Roger Young of Van Buren has worked plenty of jobs in his more than four decades of work – from a career in the armed forces to counseling – but he has found the “enjoyment of his life” in his current role as American with Disabilities Act (ADA) Coordinator at the University of Arkansas – Fort Smith.
Young has spent 25 years working with students with disabilities and estimates he has helped more than 4,000 students with disabilities – physical, mental and learning – who have come to UAFS looking to better their lives.
“What I do is evaluate documentation for students who have declared a disability and determine appropriate accommodations,” Young said. “I provide them opportunity to be successful in an academic field, which we hope will turn into an occupational opportunity.”
“The ADA levels the playing field for students with disabilities,” Young said. “Credit belongs to each of these students for the hard work and effort put forth to achieve success – I merely gave them the guidance to get them to where they want to be.
Faculty support is essential.”
Young’s work with disabled students came from a love of teaching as a military professor of military history during his term of service in the Army. While in the armed forces, he earned a bachelor’s degree and two masters degrees. When he pursued his master’s degree in counseling, he specialized in disabilities counseling.

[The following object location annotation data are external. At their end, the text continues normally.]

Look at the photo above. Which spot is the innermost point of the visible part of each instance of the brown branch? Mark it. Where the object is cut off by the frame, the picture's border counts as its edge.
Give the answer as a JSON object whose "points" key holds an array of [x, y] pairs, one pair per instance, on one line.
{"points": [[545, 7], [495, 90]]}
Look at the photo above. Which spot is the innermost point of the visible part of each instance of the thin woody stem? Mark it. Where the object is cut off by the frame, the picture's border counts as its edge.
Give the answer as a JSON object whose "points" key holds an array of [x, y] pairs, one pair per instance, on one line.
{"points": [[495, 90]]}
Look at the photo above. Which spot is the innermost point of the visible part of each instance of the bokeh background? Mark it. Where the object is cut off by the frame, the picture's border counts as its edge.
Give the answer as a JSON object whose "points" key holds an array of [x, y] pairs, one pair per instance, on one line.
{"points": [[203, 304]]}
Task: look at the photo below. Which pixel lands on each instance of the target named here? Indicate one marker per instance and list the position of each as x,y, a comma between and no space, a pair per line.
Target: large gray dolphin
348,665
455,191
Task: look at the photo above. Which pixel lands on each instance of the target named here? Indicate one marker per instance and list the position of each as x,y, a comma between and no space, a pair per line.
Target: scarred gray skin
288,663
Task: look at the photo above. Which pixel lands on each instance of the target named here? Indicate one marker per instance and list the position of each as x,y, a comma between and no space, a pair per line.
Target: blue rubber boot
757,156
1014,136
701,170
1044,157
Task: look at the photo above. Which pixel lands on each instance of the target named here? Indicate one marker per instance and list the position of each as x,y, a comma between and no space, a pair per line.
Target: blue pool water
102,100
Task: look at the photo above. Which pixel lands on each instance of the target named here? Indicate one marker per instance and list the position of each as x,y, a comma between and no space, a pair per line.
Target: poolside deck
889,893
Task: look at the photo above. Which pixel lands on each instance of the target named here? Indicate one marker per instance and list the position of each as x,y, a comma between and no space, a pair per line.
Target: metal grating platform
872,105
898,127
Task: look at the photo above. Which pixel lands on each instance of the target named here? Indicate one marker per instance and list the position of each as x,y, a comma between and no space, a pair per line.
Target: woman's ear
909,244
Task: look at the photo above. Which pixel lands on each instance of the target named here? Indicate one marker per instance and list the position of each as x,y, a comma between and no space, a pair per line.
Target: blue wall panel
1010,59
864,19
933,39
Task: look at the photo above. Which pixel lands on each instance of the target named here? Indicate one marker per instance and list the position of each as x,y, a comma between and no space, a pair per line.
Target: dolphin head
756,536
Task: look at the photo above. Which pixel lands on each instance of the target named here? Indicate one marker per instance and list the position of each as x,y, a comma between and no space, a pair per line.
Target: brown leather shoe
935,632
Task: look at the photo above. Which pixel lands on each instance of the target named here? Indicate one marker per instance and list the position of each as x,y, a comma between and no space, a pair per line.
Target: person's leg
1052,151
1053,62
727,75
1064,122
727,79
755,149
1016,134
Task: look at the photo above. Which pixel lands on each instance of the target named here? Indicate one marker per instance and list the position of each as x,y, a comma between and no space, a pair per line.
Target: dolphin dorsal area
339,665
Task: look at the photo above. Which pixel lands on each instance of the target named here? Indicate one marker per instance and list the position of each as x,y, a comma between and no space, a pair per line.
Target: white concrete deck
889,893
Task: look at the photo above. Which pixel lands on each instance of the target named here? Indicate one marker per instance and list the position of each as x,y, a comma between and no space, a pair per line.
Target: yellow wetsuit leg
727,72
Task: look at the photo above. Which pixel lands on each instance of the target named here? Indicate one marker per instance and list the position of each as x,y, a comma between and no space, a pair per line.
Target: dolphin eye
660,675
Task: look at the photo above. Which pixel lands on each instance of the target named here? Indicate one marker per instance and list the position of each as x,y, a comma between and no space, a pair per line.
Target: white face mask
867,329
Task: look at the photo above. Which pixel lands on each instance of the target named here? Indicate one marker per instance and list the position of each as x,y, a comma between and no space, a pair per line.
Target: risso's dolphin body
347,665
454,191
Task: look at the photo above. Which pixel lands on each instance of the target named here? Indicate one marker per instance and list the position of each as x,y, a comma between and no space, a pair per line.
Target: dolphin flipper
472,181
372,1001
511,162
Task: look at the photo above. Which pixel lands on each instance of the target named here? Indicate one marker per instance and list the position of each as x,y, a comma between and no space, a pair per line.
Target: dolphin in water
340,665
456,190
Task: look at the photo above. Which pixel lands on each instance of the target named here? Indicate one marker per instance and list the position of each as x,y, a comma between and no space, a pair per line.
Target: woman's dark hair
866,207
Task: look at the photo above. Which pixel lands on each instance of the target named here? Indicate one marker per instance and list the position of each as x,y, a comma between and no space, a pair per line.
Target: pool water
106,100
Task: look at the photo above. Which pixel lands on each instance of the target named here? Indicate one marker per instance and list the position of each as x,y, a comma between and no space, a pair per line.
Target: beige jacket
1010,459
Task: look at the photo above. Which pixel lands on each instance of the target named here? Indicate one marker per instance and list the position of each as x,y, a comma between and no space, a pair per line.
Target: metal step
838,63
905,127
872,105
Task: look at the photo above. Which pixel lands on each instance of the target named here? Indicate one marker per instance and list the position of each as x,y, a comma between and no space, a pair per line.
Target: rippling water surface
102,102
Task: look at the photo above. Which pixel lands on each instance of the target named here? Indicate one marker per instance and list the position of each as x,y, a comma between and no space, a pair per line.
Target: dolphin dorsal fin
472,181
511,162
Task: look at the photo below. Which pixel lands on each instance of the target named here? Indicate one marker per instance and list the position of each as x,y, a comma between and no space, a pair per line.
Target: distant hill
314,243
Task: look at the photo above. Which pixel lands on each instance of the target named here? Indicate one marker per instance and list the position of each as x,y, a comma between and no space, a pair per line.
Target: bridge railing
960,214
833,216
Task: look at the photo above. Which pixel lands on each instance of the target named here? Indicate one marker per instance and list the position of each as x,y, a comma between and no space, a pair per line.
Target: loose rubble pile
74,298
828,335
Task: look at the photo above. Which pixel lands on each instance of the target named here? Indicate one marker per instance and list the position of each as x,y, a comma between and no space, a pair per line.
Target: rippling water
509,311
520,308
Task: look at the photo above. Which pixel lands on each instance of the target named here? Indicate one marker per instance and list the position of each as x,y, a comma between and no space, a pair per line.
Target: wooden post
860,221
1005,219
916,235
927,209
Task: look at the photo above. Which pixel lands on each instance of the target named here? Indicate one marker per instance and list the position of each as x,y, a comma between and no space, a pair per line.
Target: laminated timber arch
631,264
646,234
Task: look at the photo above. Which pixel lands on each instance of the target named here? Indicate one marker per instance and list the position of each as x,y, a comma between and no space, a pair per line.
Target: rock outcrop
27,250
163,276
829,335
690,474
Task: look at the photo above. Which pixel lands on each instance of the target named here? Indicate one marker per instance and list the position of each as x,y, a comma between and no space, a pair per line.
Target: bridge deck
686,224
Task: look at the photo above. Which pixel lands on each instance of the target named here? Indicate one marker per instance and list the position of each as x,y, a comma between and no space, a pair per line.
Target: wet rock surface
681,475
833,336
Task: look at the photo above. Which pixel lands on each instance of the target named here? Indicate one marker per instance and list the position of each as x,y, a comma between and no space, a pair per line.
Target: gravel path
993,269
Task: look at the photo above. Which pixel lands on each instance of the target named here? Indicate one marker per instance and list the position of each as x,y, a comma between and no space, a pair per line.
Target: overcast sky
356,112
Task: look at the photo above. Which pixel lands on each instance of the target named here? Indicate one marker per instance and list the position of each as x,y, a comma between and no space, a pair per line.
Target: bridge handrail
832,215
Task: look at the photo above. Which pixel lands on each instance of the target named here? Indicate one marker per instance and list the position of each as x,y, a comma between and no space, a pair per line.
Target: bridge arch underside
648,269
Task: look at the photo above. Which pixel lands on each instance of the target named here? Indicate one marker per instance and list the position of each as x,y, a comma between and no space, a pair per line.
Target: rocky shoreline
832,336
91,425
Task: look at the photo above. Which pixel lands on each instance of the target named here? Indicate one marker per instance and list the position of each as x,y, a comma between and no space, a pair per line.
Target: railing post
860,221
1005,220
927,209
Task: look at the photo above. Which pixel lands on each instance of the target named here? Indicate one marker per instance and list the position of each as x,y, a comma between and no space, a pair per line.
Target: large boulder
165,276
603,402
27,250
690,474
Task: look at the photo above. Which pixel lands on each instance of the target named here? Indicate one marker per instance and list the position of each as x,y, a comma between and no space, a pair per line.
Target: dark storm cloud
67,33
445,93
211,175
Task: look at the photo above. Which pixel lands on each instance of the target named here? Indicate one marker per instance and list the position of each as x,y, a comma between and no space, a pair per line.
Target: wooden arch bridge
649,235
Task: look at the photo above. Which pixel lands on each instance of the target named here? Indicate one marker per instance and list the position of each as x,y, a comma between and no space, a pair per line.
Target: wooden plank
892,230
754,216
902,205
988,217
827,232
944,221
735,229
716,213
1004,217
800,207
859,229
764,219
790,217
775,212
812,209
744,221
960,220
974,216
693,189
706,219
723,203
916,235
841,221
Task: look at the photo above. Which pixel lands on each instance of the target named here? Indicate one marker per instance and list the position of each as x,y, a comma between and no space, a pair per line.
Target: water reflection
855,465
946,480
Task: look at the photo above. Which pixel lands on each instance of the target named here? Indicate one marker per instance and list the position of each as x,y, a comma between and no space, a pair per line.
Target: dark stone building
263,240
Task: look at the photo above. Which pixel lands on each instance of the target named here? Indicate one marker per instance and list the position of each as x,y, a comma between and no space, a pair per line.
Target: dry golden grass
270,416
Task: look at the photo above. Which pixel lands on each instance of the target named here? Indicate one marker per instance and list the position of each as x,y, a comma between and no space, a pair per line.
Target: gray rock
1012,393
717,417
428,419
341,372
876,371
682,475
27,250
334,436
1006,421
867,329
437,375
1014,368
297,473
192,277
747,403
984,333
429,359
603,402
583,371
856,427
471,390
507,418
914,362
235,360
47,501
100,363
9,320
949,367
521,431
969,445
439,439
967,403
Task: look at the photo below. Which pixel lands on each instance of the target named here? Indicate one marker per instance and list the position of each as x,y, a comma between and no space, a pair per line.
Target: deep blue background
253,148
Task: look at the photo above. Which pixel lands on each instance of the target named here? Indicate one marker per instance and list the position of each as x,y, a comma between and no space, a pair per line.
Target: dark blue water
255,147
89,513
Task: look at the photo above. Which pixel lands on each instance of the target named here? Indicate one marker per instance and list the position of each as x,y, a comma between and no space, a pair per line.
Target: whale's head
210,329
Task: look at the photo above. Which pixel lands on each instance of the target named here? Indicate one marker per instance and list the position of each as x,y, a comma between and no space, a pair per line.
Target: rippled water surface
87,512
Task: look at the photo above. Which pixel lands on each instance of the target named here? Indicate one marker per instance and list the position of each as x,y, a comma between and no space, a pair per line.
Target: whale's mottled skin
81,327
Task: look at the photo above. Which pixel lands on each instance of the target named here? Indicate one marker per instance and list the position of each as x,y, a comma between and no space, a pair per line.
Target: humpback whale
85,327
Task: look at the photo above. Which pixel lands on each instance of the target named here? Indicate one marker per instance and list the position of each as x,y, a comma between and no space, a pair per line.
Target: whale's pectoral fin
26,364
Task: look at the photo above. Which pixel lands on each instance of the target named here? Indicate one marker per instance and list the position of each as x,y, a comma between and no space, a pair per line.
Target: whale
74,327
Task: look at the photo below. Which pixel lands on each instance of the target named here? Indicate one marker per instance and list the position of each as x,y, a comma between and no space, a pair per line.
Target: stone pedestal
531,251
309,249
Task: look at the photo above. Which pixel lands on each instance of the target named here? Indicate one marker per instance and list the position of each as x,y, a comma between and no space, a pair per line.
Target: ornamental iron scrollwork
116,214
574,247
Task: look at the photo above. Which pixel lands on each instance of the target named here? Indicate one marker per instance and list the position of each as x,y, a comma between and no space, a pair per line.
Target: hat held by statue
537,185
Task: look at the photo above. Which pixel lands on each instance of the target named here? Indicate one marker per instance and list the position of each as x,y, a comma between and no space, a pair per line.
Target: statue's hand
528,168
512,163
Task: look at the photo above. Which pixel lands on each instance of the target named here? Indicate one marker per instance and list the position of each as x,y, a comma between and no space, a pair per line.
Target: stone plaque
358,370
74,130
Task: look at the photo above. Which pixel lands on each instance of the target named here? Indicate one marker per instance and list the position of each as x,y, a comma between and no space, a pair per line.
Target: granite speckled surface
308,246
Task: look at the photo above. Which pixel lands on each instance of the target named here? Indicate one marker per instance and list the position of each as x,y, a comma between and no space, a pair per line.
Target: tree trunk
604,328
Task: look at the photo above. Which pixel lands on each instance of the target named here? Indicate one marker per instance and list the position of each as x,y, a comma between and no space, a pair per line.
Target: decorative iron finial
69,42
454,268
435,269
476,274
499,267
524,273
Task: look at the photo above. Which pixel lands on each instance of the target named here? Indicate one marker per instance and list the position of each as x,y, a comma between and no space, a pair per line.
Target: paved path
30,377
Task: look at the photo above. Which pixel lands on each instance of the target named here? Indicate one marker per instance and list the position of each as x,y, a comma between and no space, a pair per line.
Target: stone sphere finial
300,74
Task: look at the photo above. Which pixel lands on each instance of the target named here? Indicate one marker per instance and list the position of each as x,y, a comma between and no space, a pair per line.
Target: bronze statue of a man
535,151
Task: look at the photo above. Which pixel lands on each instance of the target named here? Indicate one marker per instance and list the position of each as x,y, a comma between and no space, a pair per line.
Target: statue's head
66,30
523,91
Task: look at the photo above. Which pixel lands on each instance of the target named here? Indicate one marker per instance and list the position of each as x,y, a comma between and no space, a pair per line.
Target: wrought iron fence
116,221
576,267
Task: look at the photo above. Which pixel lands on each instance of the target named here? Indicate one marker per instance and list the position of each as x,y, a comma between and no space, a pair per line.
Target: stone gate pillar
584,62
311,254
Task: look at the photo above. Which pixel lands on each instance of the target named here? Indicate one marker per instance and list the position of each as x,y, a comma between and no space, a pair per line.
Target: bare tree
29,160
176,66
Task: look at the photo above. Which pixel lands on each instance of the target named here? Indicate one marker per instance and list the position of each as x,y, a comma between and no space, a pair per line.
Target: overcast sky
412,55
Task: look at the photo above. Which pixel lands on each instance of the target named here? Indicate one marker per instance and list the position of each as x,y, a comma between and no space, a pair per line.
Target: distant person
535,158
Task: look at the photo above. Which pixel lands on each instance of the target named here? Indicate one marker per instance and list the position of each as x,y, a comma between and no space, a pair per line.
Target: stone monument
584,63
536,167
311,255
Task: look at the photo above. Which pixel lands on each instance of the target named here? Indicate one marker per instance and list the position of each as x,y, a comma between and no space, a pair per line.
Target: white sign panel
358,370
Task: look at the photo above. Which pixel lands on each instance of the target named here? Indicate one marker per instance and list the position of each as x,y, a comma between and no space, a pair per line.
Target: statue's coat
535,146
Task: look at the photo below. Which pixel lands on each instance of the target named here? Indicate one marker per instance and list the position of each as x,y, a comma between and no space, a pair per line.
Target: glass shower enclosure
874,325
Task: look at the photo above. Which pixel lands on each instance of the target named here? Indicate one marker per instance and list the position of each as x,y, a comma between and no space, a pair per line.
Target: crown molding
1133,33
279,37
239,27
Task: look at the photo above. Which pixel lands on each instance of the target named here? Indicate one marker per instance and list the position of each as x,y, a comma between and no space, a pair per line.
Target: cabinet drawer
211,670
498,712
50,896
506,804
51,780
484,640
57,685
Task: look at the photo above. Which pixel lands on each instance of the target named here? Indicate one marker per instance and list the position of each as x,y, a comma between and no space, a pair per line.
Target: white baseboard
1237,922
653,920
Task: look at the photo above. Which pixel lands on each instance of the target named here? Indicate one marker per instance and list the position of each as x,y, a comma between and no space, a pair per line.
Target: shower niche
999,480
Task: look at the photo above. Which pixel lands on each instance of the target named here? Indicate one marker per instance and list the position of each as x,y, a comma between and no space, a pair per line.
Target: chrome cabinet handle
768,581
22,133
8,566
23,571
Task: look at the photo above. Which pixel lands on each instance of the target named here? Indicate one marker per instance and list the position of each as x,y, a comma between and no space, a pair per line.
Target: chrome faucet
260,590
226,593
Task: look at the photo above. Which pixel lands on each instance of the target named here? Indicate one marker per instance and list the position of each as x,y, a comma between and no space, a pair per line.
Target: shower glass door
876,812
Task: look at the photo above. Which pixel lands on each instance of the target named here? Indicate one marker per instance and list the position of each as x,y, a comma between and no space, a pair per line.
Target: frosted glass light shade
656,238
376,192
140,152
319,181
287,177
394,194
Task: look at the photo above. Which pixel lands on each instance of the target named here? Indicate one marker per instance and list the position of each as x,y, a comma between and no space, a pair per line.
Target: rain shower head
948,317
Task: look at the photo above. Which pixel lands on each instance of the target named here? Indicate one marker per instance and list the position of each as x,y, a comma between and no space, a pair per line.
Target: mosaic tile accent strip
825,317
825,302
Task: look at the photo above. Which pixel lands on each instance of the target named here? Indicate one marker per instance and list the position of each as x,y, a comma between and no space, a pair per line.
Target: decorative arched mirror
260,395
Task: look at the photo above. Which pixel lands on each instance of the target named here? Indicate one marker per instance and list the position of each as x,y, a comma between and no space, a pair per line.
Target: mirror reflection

He started at UAFS 32 years ago when it was Westark Community College, beginning as a student counselor before becoming director of counseling. In 1998, he moved into the role of ADA coordinator.
His work earned him a gubernatorial appointment to serve on the Arkansas Board of Examiners of Counseling, where he served two three-year terms which included a term of service as the vice chair of the board. In his time with the board, he helped write the criteria for disability counselors for the state of Arkansas.
While Young has seen plenty of successes in his time working with disabled students, seeing them graduate is the greatest reward he can imagine.
“When they walk across the stage at graduation, that’s when you recognize that they have come a long way,” he said. “They found through ADA an opportunity to fulfill dreams to make a better life for themselves”.